Saúde mental e espiritual são complementares e fortalecem o propósito
Uma pesquisa no Brasil mostra que mais de 90% dos psicólogos acreditam em Deus. O dado aponta uma aproximação crescente entre espiritualidade e saúde mental, e ajuda a romper preconceitos sobre a busca por terapia.
Reportagem de Vanessa Anício e Daniel Camargo
Durante muito tempo, o cuidar da saúde emocional foi visto por alguns como sinal de fraqueza na fé. “Tinha muito medo da terapia me afastar do lado espiritual ou não ser condizente com os meus valores espirituais como católica”, contou a consultora empresarial, Bruna Soares.
Mas esse olhar tem mudado.
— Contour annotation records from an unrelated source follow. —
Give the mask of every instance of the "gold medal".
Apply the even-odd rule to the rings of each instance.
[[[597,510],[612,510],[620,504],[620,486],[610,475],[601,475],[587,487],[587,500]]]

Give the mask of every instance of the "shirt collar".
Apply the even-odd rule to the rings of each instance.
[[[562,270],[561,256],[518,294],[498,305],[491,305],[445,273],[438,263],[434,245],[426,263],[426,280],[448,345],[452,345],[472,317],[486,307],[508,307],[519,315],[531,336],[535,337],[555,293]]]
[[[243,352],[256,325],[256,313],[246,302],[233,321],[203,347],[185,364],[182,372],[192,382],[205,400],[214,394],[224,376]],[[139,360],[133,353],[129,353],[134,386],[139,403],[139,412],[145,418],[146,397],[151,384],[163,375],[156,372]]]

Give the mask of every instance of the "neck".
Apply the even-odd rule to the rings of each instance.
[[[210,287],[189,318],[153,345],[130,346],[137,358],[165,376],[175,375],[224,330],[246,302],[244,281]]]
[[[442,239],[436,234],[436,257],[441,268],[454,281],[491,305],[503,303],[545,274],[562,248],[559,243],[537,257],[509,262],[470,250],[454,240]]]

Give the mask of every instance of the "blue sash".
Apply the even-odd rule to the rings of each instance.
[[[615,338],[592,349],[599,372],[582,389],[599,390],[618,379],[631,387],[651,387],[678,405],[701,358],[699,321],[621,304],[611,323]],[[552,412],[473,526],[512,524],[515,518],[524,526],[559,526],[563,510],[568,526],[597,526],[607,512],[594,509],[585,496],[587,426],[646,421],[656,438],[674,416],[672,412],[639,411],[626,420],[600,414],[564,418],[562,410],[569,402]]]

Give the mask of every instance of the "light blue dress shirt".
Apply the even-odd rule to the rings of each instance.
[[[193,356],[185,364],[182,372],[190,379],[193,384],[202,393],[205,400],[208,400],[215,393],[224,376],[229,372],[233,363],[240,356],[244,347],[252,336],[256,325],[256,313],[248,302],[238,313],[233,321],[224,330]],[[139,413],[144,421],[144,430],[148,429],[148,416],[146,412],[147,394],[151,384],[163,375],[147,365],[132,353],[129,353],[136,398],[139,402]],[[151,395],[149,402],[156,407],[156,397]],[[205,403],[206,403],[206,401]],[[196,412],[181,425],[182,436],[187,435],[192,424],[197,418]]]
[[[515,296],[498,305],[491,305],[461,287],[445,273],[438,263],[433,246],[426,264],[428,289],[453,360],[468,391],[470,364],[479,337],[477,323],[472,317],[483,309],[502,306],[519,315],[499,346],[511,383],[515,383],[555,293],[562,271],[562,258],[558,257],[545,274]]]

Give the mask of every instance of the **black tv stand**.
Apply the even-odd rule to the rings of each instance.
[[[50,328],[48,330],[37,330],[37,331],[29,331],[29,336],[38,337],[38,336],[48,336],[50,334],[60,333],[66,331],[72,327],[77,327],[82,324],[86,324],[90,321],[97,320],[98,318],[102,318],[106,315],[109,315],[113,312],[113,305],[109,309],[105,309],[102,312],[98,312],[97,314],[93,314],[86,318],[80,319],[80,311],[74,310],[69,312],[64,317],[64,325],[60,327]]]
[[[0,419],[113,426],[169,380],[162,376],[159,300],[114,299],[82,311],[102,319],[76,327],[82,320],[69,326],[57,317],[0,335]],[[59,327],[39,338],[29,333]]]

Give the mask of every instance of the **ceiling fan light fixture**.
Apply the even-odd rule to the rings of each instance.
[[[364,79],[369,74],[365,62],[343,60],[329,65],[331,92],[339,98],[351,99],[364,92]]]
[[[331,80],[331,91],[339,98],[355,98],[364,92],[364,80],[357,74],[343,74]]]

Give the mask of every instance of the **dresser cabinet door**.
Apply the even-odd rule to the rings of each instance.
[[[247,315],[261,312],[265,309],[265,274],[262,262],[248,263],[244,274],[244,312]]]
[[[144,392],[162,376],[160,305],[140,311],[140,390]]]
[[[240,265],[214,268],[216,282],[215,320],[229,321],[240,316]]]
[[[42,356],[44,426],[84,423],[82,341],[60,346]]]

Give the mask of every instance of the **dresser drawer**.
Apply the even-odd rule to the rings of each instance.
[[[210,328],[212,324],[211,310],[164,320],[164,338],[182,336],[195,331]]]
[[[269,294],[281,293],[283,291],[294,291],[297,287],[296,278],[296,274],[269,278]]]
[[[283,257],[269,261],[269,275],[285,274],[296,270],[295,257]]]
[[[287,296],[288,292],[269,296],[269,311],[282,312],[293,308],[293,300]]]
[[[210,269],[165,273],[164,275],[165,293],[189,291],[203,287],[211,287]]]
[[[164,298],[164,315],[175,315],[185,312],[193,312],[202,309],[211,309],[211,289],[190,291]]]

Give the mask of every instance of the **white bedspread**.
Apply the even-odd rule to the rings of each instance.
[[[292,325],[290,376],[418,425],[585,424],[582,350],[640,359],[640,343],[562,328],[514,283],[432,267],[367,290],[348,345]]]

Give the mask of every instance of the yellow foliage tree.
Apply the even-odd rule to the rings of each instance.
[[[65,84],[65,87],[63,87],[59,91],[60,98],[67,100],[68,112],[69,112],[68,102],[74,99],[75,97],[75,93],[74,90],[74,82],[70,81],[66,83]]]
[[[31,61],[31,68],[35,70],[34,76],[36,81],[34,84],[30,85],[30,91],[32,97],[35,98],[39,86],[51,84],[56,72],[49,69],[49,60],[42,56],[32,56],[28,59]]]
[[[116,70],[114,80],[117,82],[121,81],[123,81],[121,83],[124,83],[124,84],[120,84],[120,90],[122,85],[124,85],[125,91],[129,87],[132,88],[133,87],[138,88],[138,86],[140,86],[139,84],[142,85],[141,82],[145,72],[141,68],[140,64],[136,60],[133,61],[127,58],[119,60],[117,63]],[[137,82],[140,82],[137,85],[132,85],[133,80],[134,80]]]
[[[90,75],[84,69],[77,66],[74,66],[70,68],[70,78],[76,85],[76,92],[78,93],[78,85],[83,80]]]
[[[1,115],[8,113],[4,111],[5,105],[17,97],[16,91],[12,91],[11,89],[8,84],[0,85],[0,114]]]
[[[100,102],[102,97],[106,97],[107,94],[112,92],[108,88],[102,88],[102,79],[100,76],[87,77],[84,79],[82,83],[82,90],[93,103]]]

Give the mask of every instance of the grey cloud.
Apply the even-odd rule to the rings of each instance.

Hoje a psicologia tem sido reconhecida como uma importante aliada no enfrentamento das dores, dos traumas e dos desafios da vida, inclusive entre os cristãos. “Quando fui formador, tive muita dificuldade de inserir psicólogos naquele processo. Mas hoje é um ponto pacífico. Não se entende um processo de formação de um padre sem o auxílio de um profissional”, lembrou o bispo auxiliar da Arquidiocese de BH, Dom José Otácio Guedes.
Ao mesmo tempo, a própria psicologia tem ampliado o olhar, considerando cada vez mais a dimensão espiritual como um auxílio no cuidado com a saúde mental. Um estudo realizado pelo Núcleo de Pesquisa em Espiritualidade e Saúde da Universidade Federal de Juiz de Fora entre os anos de 2016 e 2018, com psicólogos brasileiros, revelou que cerca de 91% dos profissionais entrevistados acreditam em Deus. O estudo buscou mostrar a relação entre espiritualidade e saúde mental e apontou que fé e ciência não são caminhos opostos.
“O que os resultados mostraram, foi que a religiosidade está bastante presente entre os psicólogos brasileiros. A gente viu que a maioria possui uma filiação religiosa. A gente tem cerca de 91% que afirmavam crer em Deus e 62% que acreditam que a religião pode ter influência positiva na saúde mental”, apontou a psicóloga clínica e pesquisadora, Pedrita Reis Vargas.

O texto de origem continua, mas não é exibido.